Ambrosia beetle overwinters as a mature larva, pupa, or adult in galleries in the tree. When spring temperatures exceed 65°F, the females become active, fly to susceptible hosts, and bore into the tree. Eggs are laid in the gallery, and as they develop, the female carefully tends them and cultivates ambrosia fungus for them to eat. The females usually remove excrement or wood dust from the tunnels, and this, along with the uniform width of the galleries, distinguishes them from other wood-boring beetles. Young adults can be found tightly packed in the galleries in midsummer, where they remain until the following spring. There is only one generation per year.
Pest monitoring Examine branches in late spring for holes 2 mm in diameter, oozing sap and sawdust. In stone fruits, these holes often are sealed with gummy ooze. Beetles particularly are attracted to unhealthy trees.

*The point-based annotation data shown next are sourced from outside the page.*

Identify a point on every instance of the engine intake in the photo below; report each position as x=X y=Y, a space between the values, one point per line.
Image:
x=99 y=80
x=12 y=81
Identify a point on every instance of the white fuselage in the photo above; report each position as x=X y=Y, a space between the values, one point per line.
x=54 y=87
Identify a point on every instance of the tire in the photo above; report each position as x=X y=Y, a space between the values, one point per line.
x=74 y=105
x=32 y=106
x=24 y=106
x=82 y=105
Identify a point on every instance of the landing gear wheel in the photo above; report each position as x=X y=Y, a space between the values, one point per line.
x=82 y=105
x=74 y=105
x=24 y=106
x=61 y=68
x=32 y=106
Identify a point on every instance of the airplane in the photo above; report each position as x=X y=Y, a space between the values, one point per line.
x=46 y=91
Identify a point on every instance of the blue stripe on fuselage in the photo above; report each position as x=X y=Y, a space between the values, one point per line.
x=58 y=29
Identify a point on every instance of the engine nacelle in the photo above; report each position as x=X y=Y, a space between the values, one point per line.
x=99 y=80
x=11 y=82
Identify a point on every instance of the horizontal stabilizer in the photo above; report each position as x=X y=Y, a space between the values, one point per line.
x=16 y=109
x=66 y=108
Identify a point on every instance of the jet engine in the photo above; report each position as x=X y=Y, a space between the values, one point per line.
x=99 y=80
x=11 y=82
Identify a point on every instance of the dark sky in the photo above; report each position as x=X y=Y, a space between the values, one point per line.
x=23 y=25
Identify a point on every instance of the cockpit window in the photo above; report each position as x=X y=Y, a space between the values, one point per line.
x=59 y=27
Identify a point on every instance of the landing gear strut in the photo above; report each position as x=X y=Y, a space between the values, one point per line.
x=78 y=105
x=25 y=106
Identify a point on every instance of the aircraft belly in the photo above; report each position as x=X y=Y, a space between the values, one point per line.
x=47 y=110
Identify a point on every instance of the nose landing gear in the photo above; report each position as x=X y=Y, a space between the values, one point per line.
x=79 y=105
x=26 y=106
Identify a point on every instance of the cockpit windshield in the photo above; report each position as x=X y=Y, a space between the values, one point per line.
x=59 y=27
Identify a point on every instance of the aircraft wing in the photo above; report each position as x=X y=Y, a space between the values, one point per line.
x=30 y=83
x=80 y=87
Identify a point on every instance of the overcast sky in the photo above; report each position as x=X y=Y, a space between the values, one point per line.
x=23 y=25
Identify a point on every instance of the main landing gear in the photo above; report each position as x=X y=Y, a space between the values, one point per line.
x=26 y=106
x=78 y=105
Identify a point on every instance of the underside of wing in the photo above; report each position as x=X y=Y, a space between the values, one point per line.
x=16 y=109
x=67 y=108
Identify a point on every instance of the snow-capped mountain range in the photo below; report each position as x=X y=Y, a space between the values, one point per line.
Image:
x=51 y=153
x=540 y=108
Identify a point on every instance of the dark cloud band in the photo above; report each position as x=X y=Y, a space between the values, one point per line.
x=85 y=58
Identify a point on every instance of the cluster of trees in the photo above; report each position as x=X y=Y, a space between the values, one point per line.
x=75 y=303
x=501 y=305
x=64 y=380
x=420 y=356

The best management tool is to keep trees healthy with proper pruning, adequate water, and fertilizer. Healthy trees repel the beetles by plugging bore holes with sap and resins. Remove and destroy infested wood on the tree or piles of infested green wood nearby, especially cherry wood. Once the bark on cut wood dries and sloughs off, it is no longer a host for the beetles. Whitewash trunks of young trees to prevent sunburn, and thus reduce potential hazard of attack by shothole borer and flathead borers.
Management-chemical control: HOME USE
Pesticides must be timed to manage adults and are often not very effective. Utilization of cultural techniques are typically the best management practices.
- pyrethrins (often as a mix with other ingredients)-Some formulations are OMRI-listed for organic use.
Management-chemical control: COMMERCIAL USE
No products are registered for control of this pest.